Jupiter Wellness Inc (NASDAQ: JUPW) announced the pricing of an underwritten public offering of 11 million shares of common stock, as the par value of $0.001 per share to be allocated by the firm. More than 5.4 lakhs shares to be administered by specific selling stockholders of the firm and warranty to purchase up to 11 million shares of common stock, at a rate to the public of $2.79 per firm offering share/selling stockholder share and $0.01 per company warrant.
Covering Over Allotments
Moreover, the company warrant will be exercisable upon issuance with the recreation price of $2.79 per share and will terminate on the fifth anniversary of the original issuance date. Therefore, before reducing underwriting discounts and commissions and calculated offering expenses, the entire proceeds from the offering are expected to be $32.5 million.
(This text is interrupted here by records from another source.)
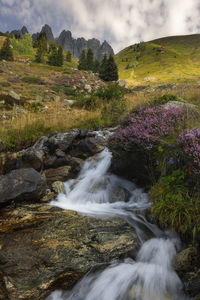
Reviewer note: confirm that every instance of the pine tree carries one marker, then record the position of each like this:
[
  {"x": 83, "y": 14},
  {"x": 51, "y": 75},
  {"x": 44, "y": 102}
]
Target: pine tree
[
  {"x": 53, "y": 54},
  {"x": 39, "y": 54},
  {"x": 112, "y": 70},
  {"x": 69, "y": 56},
  {"x": 108, "y": 69},
  {"x": 90, "y": 60},
  {"x": 103, "y": 67},
  {"x": 82, "y": 61},
  {"x": 60, "y": 57},
  {"x": 96, "y": 66},
  {"x": 6, "y": 51}
]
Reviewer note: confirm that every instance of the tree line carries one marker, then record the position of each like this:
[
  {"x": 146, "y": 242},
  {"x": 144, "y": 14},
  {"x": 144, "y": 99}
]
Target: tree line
[{"x": 106, "y": 68}]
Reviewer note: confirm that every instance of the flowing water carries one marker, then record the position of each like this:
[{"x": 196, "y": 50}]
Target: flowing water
[{"x": 151, "y": 276}]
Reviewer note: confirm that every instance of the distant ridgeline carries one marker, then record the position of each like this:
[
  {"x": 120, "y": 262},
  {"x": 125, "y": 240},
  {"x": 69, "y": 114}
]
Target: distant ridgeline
[{"x": 68, "y": 43}]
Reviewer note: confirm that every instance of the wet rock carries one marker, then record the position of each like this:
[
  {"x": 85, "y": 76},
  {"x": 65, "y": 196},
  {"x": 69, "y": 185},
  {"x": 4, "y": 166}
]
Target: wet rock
[
  {"x": 44, "y": 248},
  {"x": 21, "y": 185},
  {"x": 58, "y": 174},
  {"x": 58, "y": 187},
  {"x": 62, "y": 141},
  {"x": 92, "y": 145},
  {"x": 32, "y": 158},
  {"x": 187, "y": 265}
]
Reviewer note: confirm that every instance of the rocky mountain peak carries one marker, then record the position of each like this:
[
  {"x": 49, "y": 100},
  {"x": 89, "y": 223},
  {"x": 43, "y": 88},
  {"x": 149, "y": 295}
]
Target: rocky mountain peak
[{"x": 49, "y": 35}]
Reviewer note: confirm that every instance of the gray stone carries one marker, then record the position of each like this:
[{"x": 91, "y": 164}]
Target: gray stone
[
  {"x": 44, "y": 247},
  {"x": 21, "y": 185}
]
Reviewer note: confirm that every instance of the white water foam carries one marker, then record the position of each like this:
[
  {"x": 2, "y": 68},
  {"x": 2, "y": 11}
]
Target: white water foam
[{"x": 151, "y": 277}]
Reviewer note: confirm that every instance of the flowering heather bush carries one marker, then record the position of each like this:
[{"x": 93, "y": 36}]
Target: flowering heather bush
[
  {"x": 189, "y": 143},
  {"x": 147, "y": 126}
]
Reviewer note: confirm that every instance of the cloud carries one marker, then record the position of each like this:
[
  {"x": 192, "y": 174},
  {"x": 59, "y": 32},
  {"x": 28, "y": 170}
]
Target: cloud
[{"x": 121, "y": 22}]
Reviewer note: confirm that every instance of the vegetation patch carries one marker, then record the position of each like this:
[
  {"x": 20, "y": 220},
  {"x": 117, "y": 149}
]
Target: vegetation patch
[
  {"x": 35, "y": 80},
  {"x": 158, "y": 146}
]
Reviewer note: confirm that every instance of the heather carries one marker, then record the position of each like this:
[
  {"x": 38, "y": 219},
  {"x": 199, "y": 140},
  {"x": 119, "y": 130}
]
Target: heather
[{"x": 158, "y": 149}]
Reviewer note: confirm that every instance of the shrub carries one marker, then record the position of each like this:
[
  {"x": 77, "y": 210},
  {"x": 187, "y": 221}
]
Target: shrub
[
  {"x": 165, "y": 99},
  {"x": 31, "y": 79},
  {"x": 112, "y": 91},
  {"x": 144, "y": 142},
  {"x": 174, "y": 205},
  {"x": 189, "y": 145}
]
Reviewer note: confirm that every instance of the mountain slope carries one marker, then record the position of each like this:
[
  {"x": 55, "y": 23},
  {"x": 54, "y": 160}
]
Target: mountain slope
[{"x": 169, "y": 59}]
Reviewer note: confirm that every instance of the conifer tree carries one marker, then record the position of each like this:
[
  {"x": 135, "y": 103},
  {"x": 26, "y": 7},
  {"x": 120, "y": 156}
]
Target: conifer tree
[
  {"x": 39, "y": 54},
  {"x": 6, "y": 51},
  {"x": 90, "y": 60},
  {"x": 69, "y": 56},
  {"x": 96, "y": 66},
  {"x": 82, "y": 61},
  {"x": 108, "y": 69},
  {"x": 60, "y": 57},
  {"x": 103, "y": 67},
  {"x": 53, "y": 54}
]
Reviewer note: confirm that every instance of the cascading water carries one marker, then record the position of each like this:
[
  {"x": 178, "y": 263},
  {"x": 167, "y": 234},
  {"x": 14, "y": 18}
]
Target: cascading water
[{"x": 151, "y": 277}]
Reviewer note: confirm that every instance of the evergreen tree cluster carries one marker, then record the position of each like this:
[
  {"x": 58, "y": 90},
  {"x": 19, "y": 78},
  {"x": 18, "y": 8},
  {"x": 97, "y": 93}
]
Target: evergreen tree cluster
[
  {"x": 108, "y": 69},
  {"x": 55, "y": 57},
  {"x": 6, "y": 51},
  {"x": 41, "y": 45}
]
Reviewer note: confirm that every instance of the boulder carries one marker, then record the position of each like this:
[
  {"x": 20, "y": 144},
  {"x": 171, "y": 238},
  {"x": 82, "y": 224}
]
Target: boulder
[
  {"x": 62, "y": 141},
  {"x": 44, "y": 248},
  {"x": 58, "y": 187},
  {"x": 57, "y": 174},
  {"x": 21, "y": 185},
  {"x": 187, "y": 265},
  {"x": 32, "y": 158}
]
Furthermore, the stockholders consented to the underwriters a 45-day choice to purchase the common shares, as it sold 15% shares in the base offering and company warrant. It sold these shares to fill the over-allotments, and raise the gross proceeds of 37.4 million if the over-allotments were filled.
Aegis Capital Corp was the sole book-runner of these offerings of warrants and common stock.
Looking Back into Business
China’s technology stocks are going downhill recently after concerns about the government cracking down on large technology companies. Alibaba Group Holding Ltd – ADR (NYSE: BABA) is also not indifferent to these regulations. Its 33% stake in Ant Group Co will also come under the government’s sight after regulators’ crackdown. As a result, it will halt the public offering of Ant, which was anticipated to be significant in history.
Ramond James analyst Aaron Kessler said most of the regulations would not affect Alibaba, but investors seem to be keen on the increasing regulatory focus. Despite the issue, Alibaba is managing to keep up its profits. It was seen on their June quarter earnings report. Alibaba is focusing on China’s lower-tier cities where it’s investing big money to grow the business.